# 1) Importing necessary libraries

In [None]:
import pandas as pd
import numpy as np 
import datetime as dt
import seaborn as sns
import copy
import matplotlib.pyplot as plt

# 2) Importing + Concatenating Data From 3 months (12 weeks) Jul 2021 - Sep 2021

In [None]:
def get_data(week_nums):
    url = "http://web.mta.info/developers/data/nyct/turnstile/turnstile_{}.txt"
    dfs = []
    for week_num in week_nums:
        file_url = url.format(week_num)
        dfs.append(pd.read_csv(file_url))
    return pd.concat(dfs)
        
week_nums = [210703, 210710, 210717, 210731, 210807, 210814, 210821, 210828, 210904, 210911, 210918, 210925]
df_raw = get_data(week_nums)
df_raw

In [None]:
df_raw.DATE.value_counts().sort_index() 

# 3) Converting date and time to datetime objects

In [None]:
df_raw['DATE_TIME'] = pd.to_datetime(df_raw.DATE + ' ' + df_raw.TIME, format='%m/%d/%Y  %H:%M:%S')
df_raw

# 4) Remove leading or trailing spaces from column names

In [None]:
df_raw.columns = [column.strip() for column in df_raw.columns]
df_raw.columns

# 5) Dropping duplicate index entries

In [None]:
df_raw = df_raw.loc[~df_raw.index.duplicated(), :]
df_raw.index.is_unique

# 6) Retrieving relevant columns for further handling

In [None]:
df = df_raw.copy(deep=True)
df.drop(['C/A', 'UNIT', 'SCP', 'LINENAME', 'DIVISION', 'DESC'], axis=1, inplace= True)

# 7) Shifting values up to find the daily difference in **enteries** 
By subtracting total entries of each previous day from the next (current) day 

In [None]:
df[["PREV_DATE", "PREV_ENTRIES"]] = (df.groupby(["STATION"])["DATE", "ENTRIES"].apply(lambda grp: grp.shift(-1)))

# 8) Subtracting values of **entries**, removing values associated with the turnstiles resetting + handling negative values after subtraction 
Negative values are obtained if the previous day has more entries than the next (current)

In [None]:
def get_daily_counts(row, max_counter):
    counter = row["ENTRIES"] - row["PREV_ENTRIES"]
    if counter < 0:
        
        counter = -counter
    if counter > max_counter:
        
        print(row["ENTRIES"], row["PREV_ENTRIES"])
        counter = min(row["ENTRIES"], row["PREV_ENTRIES"])
    if counter > max_counter:
        
        return 0
    return counter

df["DAILY_ENTRIES"] = df.apply(get_daily_counts, axis=1, max_counter=1000000)
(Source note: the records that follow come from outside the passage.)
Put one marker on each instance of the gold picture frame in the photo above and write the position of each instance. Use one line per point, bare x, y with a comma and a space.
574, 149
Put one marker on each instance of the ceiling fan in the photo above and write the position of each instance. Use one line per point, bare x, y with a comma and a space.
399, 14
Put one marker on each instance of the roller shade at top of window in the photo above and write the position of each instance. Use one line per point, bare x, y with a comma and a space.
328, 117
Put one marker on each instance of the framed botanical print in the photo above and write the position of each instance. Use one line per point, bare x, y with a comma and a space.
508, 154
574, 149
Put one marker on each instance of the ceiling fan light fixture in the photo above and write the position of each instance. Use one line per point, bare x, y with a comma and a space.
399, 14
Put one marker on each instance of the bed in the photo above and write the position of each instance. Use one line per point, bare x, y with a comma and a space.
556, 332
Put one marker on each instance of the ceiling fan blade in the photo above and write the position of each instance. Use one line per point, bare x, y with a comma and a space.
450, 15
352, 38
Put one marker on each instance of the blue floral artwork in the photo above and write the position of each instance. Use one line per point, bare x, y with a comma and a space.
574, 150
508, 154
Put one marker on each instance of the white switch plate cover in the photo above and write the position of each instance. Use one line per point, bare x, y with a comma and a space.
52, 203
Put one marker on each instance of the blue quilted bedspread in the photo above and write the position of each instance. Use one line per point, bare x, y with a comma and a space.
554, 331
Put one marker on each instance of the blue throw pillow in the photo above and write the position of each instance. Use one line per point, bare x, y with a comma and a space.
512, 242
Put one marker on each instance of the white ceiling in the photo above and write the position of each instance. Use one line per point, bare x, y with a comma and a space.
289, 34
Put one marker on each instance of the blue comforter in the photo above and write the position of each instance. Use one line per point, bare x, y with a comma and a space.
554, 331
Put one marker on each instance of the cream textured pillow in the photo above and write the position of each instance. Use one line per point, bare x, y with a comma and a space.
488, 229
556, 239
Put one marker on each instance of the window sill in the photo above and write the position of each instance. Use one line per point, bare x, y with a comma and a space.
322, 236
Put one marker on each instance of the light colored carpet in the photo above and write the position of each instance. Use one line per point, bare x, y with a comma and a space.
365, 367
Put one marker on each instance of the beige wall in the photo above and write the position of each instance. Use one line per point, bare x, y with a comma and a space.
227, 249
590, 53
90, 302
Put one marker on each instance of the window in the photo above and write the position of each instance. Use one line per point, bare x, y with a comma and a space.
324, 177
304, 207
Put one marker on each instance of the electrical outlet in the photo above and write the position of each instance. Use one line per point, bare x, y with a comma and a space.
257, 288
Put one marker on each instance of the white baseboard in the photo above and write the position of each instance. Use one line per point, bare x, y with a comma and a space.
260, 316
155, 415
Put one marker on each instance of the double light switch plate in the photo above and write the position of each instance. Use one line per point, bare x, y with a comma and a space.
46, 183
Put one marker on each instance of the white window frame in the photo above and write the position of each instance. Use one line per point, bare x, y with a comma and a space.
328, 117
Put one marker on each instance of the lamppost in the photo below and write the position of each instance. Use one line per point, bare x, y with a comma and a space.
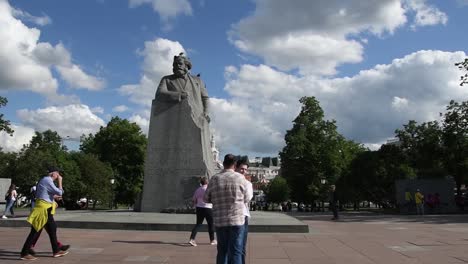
112, 181
323, 181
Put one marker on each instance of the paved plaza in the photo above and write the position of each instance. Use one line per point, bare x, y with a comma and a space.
360, 238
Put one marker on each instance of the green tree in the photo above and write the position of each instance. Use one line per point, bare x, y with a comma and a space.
463, 66
95, 176
7, 164
45, 149
123, 145
5, 124
423, 146
278, 190
455, 140
313, 151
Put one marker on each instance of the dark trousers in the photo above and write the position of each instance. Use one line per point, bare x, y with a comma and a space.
229, 247
203, 213
50, 227
334, 208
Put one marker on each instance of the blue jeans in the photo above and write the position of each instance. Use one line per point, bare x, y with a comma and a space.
9, 207
244, 239
230, 244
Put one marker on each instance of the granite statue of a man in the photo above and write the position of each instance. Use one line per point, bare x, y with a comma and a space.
178, 140
183, 86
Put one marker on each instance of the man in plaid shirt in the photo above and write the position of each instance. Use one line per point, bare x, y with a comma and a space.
228, 193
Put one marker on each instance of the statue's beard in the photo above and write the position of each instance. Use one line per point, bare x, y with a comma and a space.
180, 72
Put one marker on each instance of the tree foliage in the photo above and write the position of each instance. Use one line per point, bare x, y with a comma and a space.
422, 144
95, 176
5, 124
45, 149
123, 145
314, 151
455, 141
278, 190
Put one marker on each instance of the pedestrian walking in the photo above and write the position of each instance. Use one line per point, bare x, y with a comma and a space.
42, 216
227, 191
10, 198
203, 211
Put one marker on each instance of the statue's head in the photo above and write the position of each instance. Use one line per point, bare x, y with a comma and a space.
181, 65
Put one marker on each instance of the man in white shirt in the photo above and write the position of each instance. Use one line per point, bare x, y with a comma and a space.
241, 167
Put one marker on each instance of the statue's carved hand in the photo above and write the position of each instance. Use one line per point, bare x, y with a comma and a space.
207, 117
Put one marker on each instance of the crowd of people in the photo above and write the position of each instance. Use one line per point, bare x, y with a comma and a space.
224, 203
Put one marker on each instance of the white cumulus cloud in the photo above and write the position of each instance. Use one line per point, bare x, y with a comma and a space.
317, 36
22, 136
69, 121
120, 108
26, 62
368, 107
41, 21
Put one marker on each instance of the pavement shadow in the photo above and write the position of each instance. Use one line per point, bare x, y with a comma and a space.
9, 255
153, 242
375, 217
15, 255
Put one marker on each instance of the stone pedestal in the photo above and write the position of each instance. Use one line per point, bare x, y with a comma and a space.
178, 155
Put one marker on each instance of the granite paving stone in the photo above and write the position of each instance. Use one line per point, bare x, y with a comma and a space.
361, 238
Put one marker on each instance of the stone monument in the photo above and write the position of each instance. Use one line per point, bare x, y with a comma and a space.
178, 141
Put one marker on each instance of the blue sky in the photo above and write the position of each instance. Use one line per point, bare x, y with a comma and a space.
70, 66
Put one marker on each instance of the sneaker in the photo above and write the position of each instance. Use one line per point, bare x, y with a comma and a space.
64, 247
28, 257
60, 254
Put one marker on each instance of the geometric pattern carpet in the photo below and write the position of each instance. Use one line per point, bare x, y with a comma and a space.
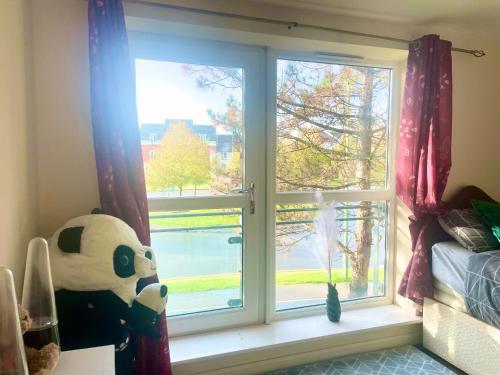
406, 360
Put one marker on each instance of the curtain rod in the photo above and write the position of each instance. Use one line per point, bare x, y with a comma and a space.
291, 24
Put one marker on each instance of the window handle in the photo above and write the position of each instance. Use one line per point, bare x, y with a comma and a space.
251, 193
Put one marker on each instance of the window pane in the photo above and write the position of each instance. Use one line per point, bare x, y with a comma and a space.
358, 267
332, 123
199, 255
191, 127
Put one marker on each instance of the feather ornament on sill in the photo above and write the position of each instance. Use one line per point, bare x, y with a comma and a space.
326, 226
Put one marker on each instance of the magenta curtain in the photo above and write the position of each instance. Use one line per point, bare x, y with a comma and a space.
117, 148
424, 153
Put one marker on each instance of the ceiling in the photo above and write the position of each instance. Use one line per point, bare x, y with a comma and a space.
470, 15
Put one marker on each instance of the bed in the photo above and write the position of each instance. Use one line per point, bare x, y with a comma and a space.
449, 330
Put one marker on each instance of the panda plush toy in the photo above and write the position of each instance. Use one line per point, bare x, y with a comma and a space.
97, 261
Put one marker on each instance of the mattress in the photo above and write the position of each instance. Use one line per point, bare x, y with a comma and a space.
448, 296
449, 265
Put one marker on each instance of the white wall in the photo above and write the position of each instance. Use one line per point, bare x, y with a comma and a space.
18, 213
66, 166
67, 181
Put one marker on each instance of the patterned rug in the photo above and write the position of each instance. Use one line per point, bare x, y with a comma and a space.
406, 360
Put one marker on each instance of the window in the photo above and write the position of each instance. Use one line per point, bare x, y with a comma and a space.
332, 124
234, 175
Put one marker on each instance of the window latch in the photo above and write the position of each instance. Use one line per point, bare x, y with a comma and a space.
251, 194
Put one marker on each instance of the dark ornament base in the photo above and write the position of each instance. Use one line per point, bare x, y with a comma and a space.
333, 310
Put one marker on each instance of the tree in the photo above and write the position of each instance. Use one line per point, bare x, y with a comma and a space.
332, 122
331, 134
182, 159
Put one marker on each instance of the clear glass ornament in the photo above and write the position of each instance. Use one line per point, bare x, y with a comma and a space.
12, 357
42, 338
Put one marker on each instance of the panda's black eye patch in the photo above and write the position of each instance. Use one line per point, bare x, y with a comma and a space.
69, 239
123, 261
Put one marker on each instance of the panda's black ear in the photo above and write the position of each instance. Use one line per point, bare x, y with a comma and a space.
69, 239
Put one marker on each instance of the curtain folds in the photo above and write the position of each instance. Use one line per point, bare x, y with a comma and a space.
117, 147
424, 152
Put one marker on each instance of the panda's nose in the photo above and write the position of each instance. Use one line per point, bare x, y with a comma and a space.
144, 267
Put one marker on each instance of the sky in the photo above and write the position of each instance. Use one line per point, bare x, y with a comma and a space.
165, 90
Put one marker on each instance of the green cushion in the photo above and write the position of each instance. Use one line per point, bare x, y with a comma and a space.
490, 215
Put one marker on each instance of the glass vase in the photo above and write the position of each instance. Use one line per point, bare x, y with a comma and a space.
12, 356
42, 338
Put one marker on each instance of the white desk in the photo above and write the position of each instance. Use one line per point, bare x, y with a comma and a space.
95, 361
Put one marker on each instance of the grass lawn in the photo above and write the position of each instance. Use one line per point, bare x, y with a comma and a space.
193, 221
232, 281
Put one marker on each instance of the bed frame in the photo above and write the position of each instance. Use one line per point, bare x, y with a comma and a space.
466, 342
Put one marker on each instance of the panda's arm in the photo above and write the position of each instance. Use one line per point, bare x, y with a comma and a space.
108, 301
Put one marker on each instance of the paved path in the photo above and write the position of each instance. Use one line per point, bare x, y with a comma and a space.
289, 295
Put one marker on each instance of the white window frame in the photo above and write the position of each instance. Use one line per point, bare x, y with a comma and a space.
273, 198
262, 265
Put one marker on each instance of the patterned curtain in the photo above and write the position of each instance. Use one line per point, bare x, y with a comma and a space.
117, 148
424, 152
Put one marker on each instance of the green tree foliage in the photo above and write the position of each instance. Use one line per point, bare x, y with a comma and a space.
181, 160
332, 123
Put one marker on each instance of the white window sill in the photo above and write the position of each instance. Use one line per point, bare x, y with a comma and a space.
260, 348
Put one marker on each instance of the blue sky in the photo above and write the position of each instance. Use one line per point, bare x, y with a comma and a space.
165, 90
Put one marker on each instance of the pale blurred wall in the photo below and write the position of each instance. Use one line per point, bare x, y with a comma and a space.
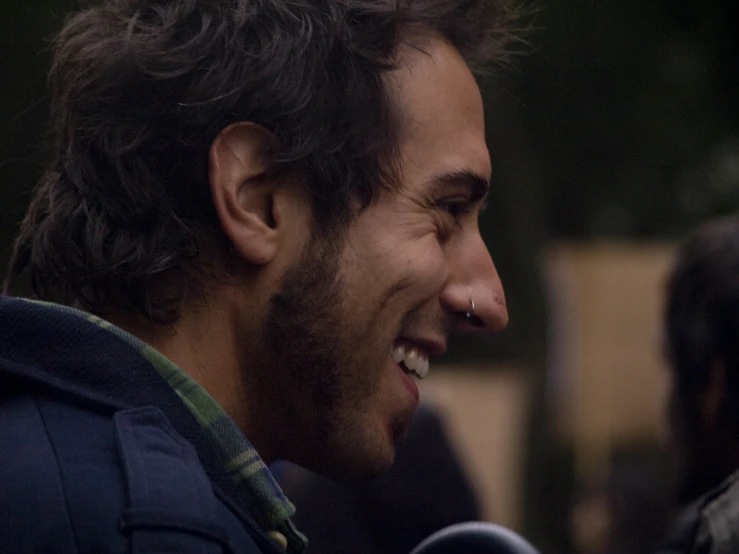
606, 383
606, 377
484, 410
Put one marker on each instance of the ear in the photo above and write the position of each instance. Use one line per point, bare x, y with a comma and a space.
714, 396
242, 196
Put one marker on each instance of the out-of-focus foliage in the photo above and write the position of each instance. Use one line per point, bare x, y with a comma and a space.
632, 109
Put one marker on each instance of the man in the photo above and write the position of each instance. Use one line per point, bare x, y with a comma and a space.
262, 215
702, 326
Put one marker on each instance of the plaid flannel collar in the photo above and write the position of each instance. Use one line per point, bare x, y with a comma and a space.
270, 508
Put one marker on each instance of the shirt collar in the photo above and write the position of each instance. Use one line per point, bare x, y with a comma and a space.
269, 506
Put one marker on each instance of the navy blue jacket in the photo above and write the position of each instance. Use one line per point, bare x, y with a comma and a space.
98, 455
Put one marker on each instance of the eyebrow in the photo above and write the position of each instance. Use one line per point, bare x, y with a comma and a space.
475, 184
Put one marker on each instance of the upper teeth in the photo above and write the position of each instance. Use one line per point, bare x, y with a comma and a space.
414, 359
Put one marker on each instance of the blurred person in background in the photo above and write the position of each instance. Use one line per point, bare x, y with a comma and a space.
702, 350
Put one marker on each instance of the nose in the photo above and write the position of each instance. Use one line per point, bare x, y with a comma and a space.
472, 278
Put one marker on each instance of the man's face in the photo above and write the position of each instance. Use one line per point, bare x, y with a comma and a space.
395, 287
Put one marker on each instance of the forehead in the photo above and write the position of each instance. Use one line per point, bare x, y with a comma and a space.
442, 126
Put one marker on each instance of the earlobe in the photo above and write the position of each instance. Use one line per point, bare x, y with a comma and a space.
242, 194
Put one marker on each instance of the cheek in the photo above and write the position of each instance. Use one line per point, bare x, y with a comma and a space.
424, 270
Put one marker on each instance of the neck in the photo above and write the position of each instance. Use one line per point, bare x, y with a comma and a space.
203, 344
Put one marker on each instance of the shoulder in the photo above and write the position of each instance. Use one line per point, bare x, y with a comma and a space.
61, 483
76, 479
718, 528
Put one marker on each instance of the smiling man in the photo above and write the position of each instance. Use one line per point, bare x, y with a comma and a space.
260, 224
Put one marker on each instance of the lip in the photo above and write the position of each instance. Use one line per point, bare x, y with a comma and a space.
409, 384
428, 345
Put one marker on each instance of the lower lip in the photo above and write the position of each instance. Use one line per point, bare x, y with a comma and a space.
409, 384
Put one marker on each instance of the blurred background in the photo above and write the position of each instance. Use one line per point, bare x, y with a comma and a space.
612, 136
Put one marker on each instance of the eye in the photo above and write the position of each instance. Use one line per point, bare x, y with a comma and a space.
455, 208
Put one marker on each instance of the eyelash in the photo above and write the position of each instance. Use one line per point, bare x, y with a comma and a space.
455, 208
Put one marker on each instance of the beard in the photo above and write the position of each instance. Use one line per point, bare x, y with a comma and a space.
326, 367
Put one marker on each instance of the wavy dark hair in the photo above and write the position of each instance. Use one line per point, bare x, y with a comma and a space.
140, 89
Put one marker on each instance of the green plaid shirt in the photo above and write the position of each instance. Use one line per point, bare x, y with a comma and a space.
270, 508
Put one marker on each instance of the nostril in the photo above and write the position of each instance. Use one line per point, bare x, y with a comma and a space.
475, 321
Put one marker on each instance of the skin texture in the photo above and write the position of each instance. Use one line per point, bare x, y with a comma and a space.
295, 345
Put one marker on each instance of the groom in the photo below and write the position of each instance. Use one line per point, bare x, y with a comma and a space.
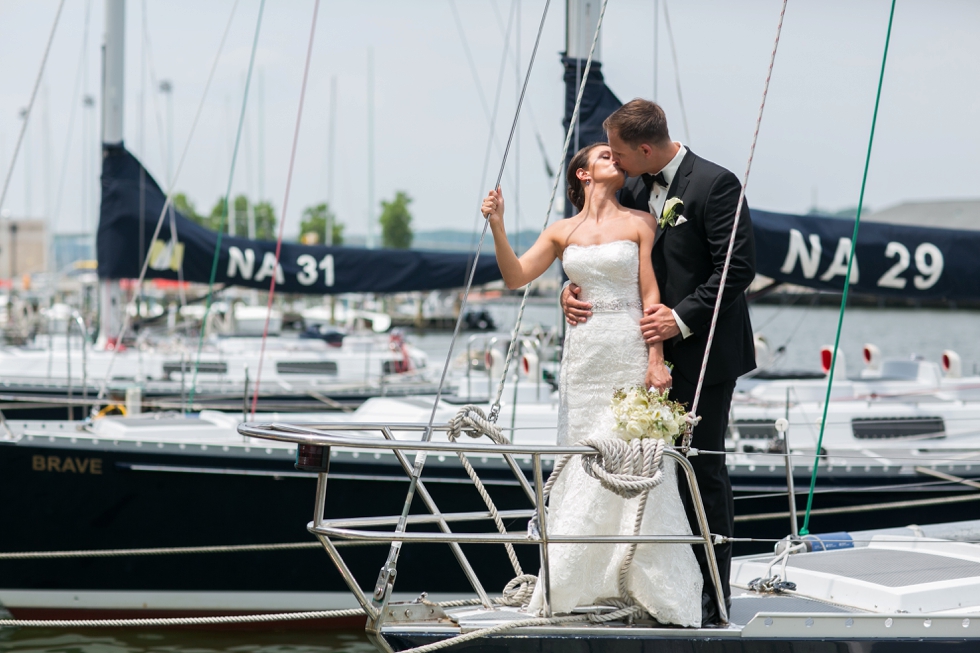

# 9) Shifting values to find the daily difference in **exits**
By subtracting total exits of each previous day from the next (current) day

In [None]:
df[["PREV_DATE", "PREV_EXITS"]] = (df.groupby(["STATION"])["DATE", "EXITS"].apply(lambda grp: grp.shift(-1)));

# 10) Subtracting values of **exits** and removing values associated with the turnstiles resetting + handling negative values
Negative values are obtained if the previous day has more exits than the next (current)

In [None]:
def get_daily_counts(row, max_counter):
    counter = row["EXITS"] - row["PREV_EXITS"]
    if counter < 0:
        
        counter = -counter
    if counter > max_counter:
        
        print(row["EXITS"], row["PREV_EXITS"])
        counter = min(row["EXITS"], row["PREV_EXITS"])
    if counter > max_counter:

        return 0
    return counter
df["DAILY_EXITS"] = df.apply(get_daily_counts, axis=1, max_counter=1000000)

# 11) Dropping the last NaN row + unneeded columns (PREV_DATE, PREV_ENTRIES, PREV_EXITS)

In [None]:
df.dropna(subset=["PREV_DATE"], axis=0, inplace=True)
df.drop(["PREV_DATE", "PREV_ENTRIES", "PREV_EXITS"],axis = 1 ,inplace = True)

# 12) Get total activity for passengers

In [None]:
df["TOTAL_ACTIVITY"] = df["DAILY_ENTRIES"] + df["DAILY_EXITS"]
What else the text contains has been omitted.